Fish harvesters Peter Leonard of Southern Harbour and Jeff Collett of St. John’s — both of whom fish in subdivision 3Ps off the province’s south coast — said when they are at sea, they are left alone to concentrate on making a living. It’s when their boats are tied up that their frustration with the fishing industry sets in.
“We like to see things done in a rational manner, but when you are just getting pushed around, it’s total chaos amongst the harvesters,” Collett said.
As a result of the failure of the cod fishery in 3Ps in 2013, fish harvesters formed a group to push for changes to the way decisions are made in their fishery.
Last year, most fishermen could not catch their full cod quotas because most plants in the province were not buying cod — or not buying cod at times the fishermen could catch it — and those that were buying cod offered a very low price.
Because the total allowable catch wasn’t taken, the Department of Fisheries and Oceans extended the cod fishing season in zone 3Ps, which allowed larger companies to continue to fish.

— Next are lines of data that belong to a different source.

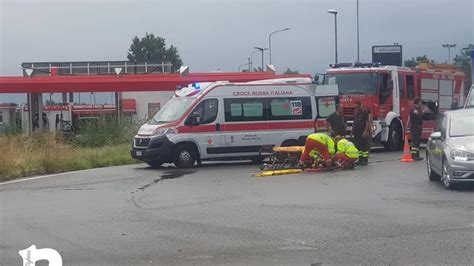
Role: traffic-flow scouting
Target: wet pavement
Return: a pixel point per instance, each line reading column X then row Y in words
column 383, row 213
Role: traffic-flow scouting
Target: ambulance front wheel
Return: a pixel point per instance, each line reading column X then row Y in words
column 154, row 164
column 185, row 156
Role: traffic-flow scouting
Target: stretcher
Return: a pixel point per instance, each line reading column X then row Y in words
column 283, row 158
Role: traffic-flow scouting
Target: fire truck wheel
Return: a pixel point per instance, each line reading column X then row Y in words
column 395, row 140
column 185, row 156
column 154, row 164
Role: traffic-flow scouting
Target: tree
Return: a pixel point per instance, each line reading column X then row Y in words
column 413, row 62
column 288, row 71
column 153, row 49
column 463, row 62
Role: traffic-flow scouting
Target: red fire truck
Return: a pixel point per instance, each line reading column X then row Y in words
column 389, row 90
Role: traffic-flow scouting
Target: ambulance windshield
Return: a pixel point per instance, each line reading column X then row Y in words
column 353, row 83
column 172, row 110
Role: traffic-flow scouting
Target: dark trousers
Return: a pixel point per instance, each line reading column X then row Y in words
column 415, row 132
column 362, row 144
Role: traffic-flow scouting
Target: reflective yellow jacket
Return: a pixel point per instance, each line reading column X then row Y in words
column 348, row 148
column 325, row 140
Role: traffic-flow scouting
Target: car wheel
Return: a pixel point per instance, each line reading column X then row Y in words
column 446, row 178
column 185, row 156
column 258, row 160
column 395, row 138
column 432, row 176
column 154, row 164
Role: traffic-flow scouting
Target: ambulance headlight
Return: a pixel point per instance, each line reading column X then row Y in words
column 165, row 131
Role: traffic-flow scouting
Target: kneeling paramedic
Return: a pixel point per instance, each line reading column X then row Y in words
column 347, row 154
column 318, row 146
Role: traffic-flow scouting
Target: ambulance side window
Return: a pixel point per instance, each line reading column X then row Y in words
column 410, row 86
column 385, row 87
column 207, row 111
column 245, row 110
column 293, row 108
column 401, row 86
column 326, row 106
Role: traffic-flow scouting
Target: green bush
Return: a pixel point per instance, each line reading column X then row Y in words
column 105, row 131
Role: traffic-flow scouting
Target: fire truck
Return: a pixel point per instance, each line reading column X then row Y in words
column 388, row 92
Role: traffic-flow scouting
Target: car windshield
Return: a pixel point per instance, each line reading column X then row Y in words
column 462, row 125
column 172, row 111
column 353, row 83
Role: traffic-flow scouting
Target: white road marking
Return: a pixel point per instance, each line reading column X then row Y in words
column 45, row 176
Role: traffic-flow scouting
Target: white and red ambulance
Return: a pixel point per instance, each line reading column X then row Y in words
column 221, row 120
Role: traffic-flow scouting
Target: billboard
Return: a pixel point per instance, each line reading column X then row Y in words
column 387, row 54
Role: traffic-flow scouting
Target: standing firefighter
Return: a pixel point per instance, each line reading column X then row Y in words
column 347, row 154
column 336, row 124
column 416, row 126
column 318, row 146
column 361, row 131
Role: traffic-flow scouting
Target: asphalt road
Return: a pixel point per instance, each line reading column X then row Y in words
column 384, row 213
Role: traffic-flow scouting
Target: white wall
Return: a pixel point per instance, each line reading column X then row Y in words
column 144, row 98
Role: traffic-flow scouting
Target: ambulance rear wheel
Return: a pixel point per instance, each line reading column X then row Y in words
column 185, row 156
column 395, row 138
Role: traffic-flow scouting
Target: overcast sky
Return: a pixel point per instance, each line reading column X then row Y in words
column 220, row 34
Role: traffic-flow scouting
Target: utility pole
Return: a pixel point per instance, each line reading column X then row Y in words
column 334, row 12
column 449, row 46
column 358, row 50
column 262, row 50
column 270, row 42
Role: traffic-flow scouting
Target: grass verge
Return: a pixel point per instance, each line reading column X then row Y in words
column 38, row 154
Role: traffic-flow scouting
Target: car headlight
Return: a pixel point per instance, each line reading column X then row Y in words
column 461, row 156
column 164, row 131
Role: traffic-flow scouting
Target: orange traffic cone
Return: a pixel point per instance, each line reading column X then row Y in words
column 406, row 158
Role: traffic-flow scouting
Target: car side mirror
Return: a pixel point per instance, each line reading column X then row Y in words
column 193, row 120
column 436, row 135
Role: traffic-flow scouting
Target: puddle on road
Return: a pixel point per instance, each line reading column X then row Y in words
column 168, row 175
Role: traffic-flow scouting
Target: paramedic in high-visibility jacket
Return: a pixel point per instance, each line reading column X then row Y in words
column 346, row 154
column 318, row 146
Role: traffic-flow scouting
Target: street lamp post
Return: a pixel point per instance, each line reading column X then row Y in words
column 270, row 42
column 251, row 60
column 262, row 50
column 246, row 64
column 449, row 46
column 358, row 53
column 334, row 12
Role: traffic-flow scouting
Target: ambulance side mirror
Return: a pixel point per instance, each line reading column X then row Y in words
column 436, row 135
column 193, row 120
column 390, row 85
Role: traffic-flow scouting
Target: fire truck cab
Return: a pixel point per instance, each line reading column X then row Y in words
column 388, row 92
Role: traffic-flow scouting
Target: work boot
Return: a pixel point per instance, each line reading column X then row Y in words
column 362, row 161
column 416, row 156
column 365, row 161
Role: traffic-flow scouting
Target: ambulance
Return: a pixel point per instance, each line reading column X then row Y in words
column 230, row 121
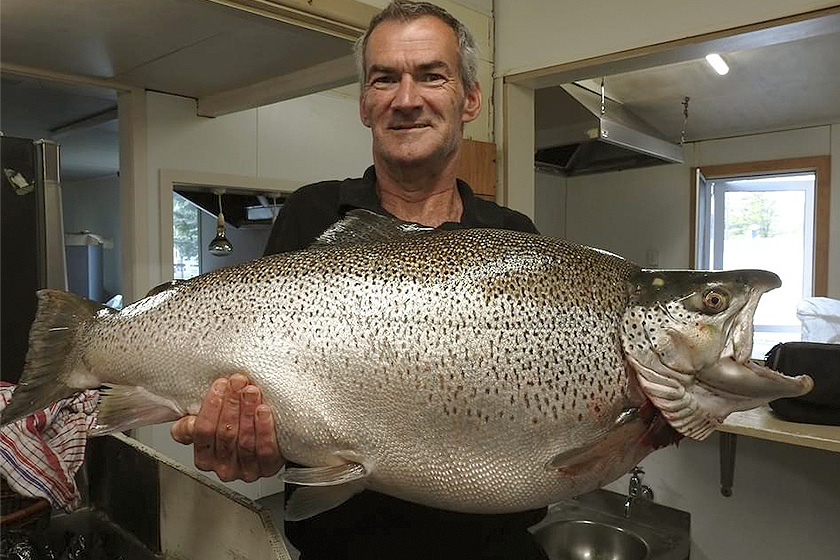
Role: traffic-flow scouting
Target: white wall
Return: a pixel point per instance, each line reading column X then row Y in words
column 93, row 205
column 786, row 499
column 533, row 34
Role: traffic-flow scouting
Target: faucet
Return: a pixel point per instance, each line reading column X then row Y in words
column 637, row 490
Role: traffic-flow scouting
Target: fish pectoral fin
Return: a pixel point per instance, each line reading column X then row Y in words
column 571, row 458
column 325, row 476
column 310, row 501
column 578, row 459
column 123, row 407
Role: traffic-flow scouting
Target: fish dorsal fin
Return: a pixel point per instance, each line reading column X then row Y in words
column 363, row 226
column 163, row 287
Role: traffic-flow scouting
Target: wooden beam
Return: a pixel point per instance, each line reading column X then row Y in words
column 84, row 123
column 62, row 77
column 346, row 19
column 321, row 77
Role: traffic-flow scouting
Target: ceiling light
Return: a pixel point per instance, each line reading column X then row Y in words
column 717, row 63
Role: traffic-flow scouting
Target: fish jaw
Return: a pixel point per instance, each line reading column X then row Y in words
column 692, row 356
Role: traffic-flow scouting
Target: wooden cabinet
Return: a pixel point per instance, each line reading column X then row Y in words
column 478, row 168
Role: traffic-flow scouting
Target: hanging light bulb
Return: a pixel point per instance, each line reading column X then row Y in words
column 220, row 246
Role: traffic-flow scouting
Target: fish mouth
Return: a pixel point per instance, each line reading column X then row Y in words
column 747, row 384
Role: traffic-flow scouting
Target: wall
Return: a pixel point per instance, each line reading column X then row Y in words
column 93, row 205
column 786, row 499
column 533, row 34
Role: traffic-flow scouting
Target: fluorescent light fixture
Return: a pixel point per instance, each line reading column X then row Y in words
column 717, row 63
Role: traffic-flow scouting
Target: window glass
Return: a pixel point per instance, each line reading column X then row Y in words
column 766, row 222
column 186, row 237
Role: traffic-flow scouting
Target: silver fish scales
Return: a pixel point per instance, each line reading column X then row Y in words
column 471, row 370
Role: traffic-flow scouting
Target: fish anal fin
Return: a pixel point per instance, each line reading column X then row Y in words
column 363, row 226
column 123, row 407
column 333, row 475
column 312, row 500
column 53, row 356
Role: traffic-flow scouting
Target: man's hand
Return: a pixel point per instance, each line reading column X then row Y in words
column 233, row 433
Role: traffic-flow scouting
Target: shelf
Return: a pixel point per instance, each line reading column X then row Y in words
column 762, row 423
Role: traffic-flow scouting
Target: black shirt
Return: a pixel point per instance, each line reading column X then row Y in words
column 313, row 208
column 373, row 526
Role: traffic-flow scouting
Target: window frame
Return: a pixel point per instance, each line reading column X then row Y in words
column 819, row 165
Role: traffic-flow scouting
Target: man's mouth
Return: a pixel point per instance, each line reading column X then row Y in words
column 409, row 126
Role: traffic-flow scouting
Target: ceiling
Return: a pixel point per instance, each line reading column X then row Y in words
column 192, row 48
column 790, row 84
column 198, row 48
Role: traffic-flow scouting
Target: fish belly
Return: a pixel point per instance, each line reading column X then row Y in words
column 452, row 373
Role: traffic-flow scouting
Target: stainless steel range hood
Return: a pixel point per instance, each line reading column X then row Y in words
column 573, row 137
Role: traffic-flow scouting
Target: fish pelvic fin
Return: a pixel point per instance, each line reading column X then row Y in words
column 123, row 407
column 52, row 353
column 325, row 476
column 310, row 501
column 324, row 488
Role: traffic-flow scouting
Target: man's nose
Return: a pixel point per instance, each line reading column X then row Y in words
column 408, row 94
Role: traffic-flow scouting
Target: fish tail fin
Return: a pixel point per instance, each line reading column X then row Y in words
column 52, row 354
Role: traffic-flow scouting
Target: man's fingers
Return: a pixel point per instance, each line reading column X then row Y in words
column 204, row 426
column 268, row 453
column 227, row 430
column 182, row 430
column 246, row 446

“Every year on Feb. 28, the cod season ends. Right now it’s extended for a month to drag cod, so they (large companies) are out there fishing it during the spawning season and we don’t hear any uproar from the union, from scientists or the provincial government,” Leonard said.
Collett added that the way things are going, history is repeating itself as the same mistakes are occurring as in pre-moratorium days.
“(At that time) we were dragging on the Hamilton Banks and the Funk Island Banks in the spawning season, because that was the time of year the fish were heavily concentrated on the bottom and made a real appetite for otter trawl technology,” he said.
“They are not taking into consideration the fish are there to spawn and regenerate.”
The bottom line for the fish harvesters is that if local processors are not going to buy cod for a fair market price, harvesters should be allowed to sell their catch to buyers outside the province.
For that to happen, the provincial government has to drop minimum processing requirements (MPR) and let plants in the province export cod unprocessed or outside buyers come in.
In January, Fish, Food and Allied Workers union president Earle McCurdy said he believed minimum processing requirements are a relic of a different era. In 2013, he noted, the regulations made it uneconomical to fish, which meant part of the quota wasn’t caught.
He said that by being allowed to ship cod whole and unprocessed to the U.S. marketplace, fish harvesters in the province might be able to compete and make a decent income.
Fisheries Minister Keith Hutchings issued a statement at the time saying the provincial government was open to relaxing minimum processing requirements on cod if compelling pilot projects were proposed.
Leonard and Collett said while their group supports pilot projects, they want to see a firmer commitment on paper.
“He didn’t specify exactly what date he would lift the restrictions, but he did verbally commit to doing that,” Leonard said.
“But, after 2013, verbal committments are not what fish harvesters in 3Ps want. With the expectation of cuts coming to the crab quota, we want to be able to go out and fish our cod, and we also are asking for fair market price.”
Another issue the fish harvesters find frustrating is that, in 2011, the Department of Fisheries and Oceans took away a 10 per cent halibut bycatch allowance in the cod fishery.
“In our efforts of harvesting groundfish, we have the trouble of catching halibut and having to dump it over the side, dead or alive,” Collett said.
“Halibut might not sound like a lot, but at the end of the day, (selling it) makes up for a lot of the expense cost.
“Having to dump our halibut is also a question for conservation reasons. If you get 50 to 100 boats fishing those grounds and having to dump halibut on all those vessels, what kind of destruction is that?”
Leonard added that there is room in the fishery for all parties, but a better system has to be worked out.
“If we the fish harvesters of Newfoundland and Labrador had any guts today, we would be asking for crab, shrimp, groundfish, pelagics ... (minimum processing requirements) lifted for all species,” Leonard said.
“But we are only asking for groundfish because our fish plants are not interested in it and not interested in paying any price for it.”